I am currently working on a scenario in Informatica Powercenter designer where the situation is as follows:
SQ1: I am pulling employee records according to the criteria of having a layer of employees based on their hierarchy (Client relation directors) which is the first source qualifier and in which i am doing a sql override to extract data from 3 tables,
and for those selected employees I have to pull some other information for example:
SQ2: what client relations they are handling which is in a separate source qualifier and
SQ3 some of the personal information from their profile which is in a third source qualifier.
I have single mapping in which there are three source qualifiers as described above and in all of them I am using SQL override.
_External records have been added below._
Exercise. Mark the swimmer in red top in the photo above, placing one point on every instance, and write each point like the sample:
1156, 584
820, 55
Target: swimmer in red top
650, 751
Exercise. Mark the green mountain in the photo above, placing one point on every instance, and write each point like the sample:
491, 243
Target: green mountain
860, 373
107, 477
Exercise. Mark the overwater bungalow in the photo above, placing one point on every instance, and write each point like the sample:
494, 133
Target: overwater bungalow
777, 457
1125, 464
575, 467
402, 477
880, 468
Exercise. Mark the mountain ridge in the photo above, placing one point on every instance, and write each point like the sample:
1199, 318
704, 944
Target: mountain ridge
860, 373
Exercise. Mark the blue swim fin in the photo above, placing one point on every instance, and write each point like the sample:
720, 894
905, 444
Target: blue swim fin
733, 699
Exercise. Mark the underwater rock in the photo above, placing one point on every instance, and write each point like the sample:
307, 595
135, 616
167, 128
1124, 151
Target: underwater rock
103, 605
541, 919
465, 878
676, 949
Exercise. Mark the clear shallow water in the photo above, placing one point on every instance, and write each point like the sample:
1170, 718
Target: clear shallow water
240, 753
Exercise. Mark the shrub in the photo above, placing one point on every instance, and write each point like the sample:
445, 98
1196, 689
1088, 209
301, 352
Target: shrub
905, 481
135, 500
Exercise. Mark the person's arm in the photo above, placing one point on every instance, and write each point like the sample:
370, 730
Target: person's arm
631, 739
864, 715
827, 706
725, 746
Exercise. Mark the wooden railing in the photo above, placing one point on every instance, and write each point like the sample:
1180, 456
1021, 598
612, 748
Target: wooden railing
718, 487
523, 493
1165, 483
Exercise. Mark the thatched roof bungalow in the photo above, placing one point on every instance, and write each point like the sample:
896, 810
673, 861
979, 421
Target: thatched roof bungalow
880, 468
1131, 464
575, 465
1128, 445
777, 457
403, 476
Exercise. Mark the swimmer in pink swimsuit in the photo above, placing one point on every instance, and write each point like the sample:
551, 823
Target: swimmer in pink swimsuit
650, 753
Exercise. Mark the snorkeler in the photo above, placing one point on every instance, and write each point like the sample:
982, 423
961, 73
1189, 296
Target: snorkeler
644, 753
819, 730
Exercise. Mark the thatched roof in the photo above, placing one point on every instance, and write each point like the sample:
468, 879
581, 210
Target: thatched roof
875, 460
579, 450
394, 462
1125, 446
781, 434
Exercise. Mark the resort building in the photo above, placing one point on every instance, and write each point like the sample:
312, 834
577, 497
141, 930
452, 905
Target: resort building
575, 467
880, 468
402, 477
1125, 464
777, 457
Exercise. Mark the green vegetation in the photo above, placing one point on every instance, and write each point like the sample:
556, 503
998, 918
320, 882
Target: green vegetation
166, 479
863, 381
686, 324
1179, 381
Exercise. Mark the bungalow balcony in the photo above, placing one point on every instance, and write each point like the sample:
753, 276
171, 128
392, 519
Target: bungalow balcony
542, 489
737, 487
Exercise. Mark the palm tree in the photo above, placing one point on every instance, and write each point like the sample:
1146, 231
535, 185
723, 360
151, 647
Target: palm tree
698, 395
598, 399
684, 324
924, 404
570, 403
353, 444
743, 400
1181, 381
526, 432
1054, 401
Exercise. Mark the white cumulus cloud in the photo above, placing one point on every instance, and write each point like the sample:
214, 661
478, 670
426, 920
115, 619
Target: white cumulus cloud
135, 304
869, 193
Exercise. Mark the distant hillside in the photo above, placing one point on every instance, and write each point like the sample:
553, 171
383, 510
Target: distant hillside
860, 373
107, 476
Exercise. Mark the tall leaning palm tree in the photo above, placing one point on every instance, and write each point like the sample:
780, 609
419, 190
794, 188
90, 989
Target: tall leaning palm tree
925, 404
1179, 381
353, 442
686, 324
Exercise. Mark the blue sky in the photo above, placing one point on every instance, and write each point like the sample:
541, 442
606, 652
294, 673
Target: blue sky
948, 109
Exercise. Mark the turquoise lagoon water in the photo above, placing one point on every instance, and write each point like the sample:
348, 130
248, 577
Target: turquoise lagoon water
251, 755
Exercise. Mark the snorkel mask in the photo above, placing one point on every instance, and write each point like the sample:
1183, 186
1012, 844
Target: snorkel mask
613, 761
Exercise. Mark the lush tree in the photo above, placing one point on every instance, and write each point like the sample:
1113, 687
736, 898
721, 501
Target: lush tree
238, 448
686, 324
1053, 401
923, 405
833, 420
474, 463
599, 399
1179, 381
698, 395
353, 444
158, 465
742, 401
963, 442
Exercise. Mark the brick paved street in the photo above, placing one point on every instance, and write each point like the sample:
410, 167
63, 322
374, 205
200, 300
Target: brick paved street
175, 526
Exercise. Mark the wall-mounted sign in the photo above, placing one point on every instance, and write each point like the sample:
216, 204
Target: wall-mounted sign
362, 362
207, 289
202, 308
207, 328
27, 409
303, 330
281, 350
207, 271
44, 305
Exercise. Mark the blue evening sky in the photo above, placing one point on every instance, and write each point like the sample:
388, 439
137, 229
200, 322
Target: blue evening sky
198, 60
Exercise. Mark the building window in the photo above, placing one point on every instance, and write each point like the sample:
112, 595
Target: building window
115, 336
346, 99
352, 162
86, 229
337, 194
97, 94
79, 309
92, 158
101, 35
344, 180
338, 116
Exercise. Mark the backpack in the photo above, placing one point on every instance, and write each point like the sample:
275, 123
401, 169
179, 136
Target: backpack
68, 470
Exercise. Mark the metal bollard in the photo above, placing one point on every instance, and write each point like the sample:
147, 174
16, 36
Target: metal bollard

My question is that the data that i have pulled in first qualifier brings a subset of the total employee records, but in Source qualifier 2 and source qualifier 3 I have to pull all employee data and then do a join on employee_id in two joiners to finally collect data for the layer of employees that are coming from source qualifier 1. What i want is that if somehow I save the employee ids from and SQ1 and use them in SQ2 and SQ3 so that i pull data for only a subset of employees, the problem is I cant split the mapping and cannot add the code for selecting the subset from SQ1 bc it will be repitition of code and taking a long time to run, also the number of records are about one million. I cant find a way to perform the above that is why i am asking for help here.
I am pulling data from db2, and working in powercenter designer 9.5.1.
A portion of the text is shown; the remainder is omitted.